Jeremy Hunt gets blasted by lobbying transparency campaigners

Written by David Singleton on 22 February 2018 in News

The health secretary has turned to a Tory peer who once broke of Lords anti-sleaze rules to lead a major government review

Jeremy Hunt has courted controversy by asking a Tory peer who runs a political networking consultancy to conduct a major government review.

The move was announced by Theresa May at Prime Minister's Questions this week and has since been slammed by MPs and transparency campaigners.

"Baroness Cumberlege is the director of a company that specialises in advising pharmaceutical companies on how they can most effectively lobby Parliament," said the Labour MP Ivan Lewis. "What will that do for victims who are already incredibly suspicious of us in this House and of the NHS establishment?"

A spokesperson for Spinwatch, which campaigns for greater transparency in lobbying, told PAN: "Julia Cumberlege owns a commercial lobbying business serving, among others the pharmaceutical industry. Why on earth would Hunt think that she would be the best person to lead this review? Surely the health secretary knows people other than private health lobbyists?"

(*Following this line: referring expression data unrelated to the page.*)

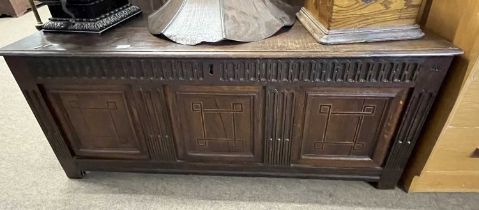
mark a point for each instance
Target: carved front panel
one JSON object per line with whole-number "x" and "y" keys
{"x": 218, "y": 123}
{"x": 98, "y": 122}
{"x": 345, "y": 125}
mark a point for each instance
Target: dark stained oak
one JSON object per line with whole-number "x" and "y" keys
{"x": 285, "y": 106}
{"x": 133, "y": 39}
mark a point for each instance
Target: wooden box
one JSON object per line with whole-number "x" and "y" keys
{"x": 351, "y": 21}
{"x": 285, "y": 106}
{"x": 13, "y": 8}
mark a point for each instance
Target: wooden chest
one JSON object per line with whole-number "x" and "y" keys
{"x": 286, "y": 106}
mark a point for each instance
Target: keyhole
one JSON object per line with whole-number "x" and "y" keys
{"x": 368, "y": 1}
{"x": 211, "y": 72}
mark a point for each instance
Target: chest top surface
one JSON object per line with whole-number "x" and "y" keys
{"x": 132, "y": 39}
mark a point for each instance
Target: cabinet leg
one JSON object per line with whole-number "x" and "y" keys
{"x": 389, "y": 179}
{"x": 75, "y": 174}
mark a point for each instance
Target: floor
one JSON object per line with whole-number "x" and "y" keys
{"x": 31, "y": 178}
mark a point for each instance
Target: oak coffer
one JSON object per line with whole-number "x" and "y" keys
{"x": 285, "y": 106}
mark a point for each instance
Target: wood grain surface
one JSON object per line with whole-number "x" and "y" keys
{"x": 347, "y": 14}
{"x": 133, "y": 38}
{"x": 443, "y": 161}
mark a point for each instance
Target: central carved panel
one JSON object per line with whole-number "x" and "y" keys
{"x": 222, "y": 134}
{"x": 219, "y": 122}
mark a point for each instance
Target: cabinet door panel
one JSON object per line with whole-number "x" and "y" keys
{"x": 98, "y": 121}
{"x": 218, "y": 123}
{"x": 347, "y": 127}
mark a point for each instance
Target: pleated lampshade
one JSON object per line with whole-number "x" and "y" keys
{"x": 194, "y": 21}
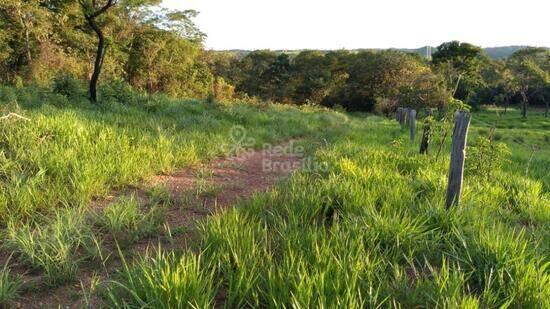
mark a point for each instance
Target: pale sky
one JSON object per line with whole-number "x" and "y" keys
{"x": 323, "y": 24}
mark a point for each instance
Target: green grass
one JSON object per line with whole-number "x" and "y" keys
{"x": 529, "y": 140}
{"x": 54, "y": 245}
{"x": 372, "y": 231}
{"x": 163, "y": 280}
{"x": 127, "y": 222}
{"x": 71, "y": 152}
{"x": 9, "y": 286}
{"x": 365, "y": 226}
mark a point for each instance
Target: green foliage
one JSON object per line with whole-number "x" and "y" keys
{"x": 127, "y": 222}
{"x": 9, "y": 286}
{"x": 67, "y": 154}
{"x": 67, "y": 85}
{"x": 53, "y": 245}
{"x": 163, "y": 280}
{"x": 486, "y": 157}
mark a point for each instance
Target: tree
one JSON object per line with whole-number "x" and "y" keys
{"x": 531, "y": 73}
{"x": 460, "y": 63}
{"x": 91, "y": 12}
{"x": 379, "y": 75}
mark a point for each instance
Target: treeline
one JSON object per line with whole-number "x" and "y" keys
{"x": 382, "y": 80}
{"x": 149, "y": 48}
{"x": 51, "y": 43}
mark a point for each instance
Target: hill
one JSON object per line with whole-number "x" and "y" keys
{"x": 500, "y": 52}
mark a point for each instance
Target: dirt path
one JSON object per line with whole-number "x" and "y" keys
{"x": 197, "y": 192}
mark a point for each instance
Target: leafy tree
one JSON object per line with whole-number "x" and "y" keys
{"x": 531, "y": 73}
{"x": 92, "y": 11}
{"x": 252, "y": 68}
{"x": 460, "y": 63}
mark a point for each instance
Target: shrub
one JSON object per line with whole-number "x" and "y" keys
{"x": 484, "y": 157}
{"x": 121, "y": 92}
{"x": 67, "y": 85}
{"x": 385, "y": 106}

Baroness Cumberlege, a former minister in John Major's government, could not be reached for comment but she has previously argued that her firm, Cumberlege Connections, is not involved in lobbying.

"This is not a lobbying company. It puts on training courses, for example, for young doctors, to tell them about parliament and politicians. Many people in the NHS are naive about politics, not realising that the boards of their heath trusts are run by politicians," she said.

The Tory peer previously hit the headlines in 2009 when she admitted twice breaking the House of Lords anti-sleaze rules. She apologised for failing to declare her outside interests at all times, but a disciplinary panel decided to drop the matter after she promised to observe the rules more closely in future.

Speaking in the Commons, Hunt brushed off concerns about the suitability of Baroness Cumberlege to lead the review. The health secretary said: “I do not think that anyone has a better track record than Baroness Cumberlege on campaigning for women’s health issues.

“In her career, she has shown an absolute willingness to take on the medical and scientific establishments when she thinks that that is the right thing to do… so I have every confidence that she will do a good job.”

The review will look at the pregnancy test Primodos, vaginal mesh implants and epilepsy drug sodium valproate cases. All three have been in the news in recent months with campaigners unhappy at the official response to each.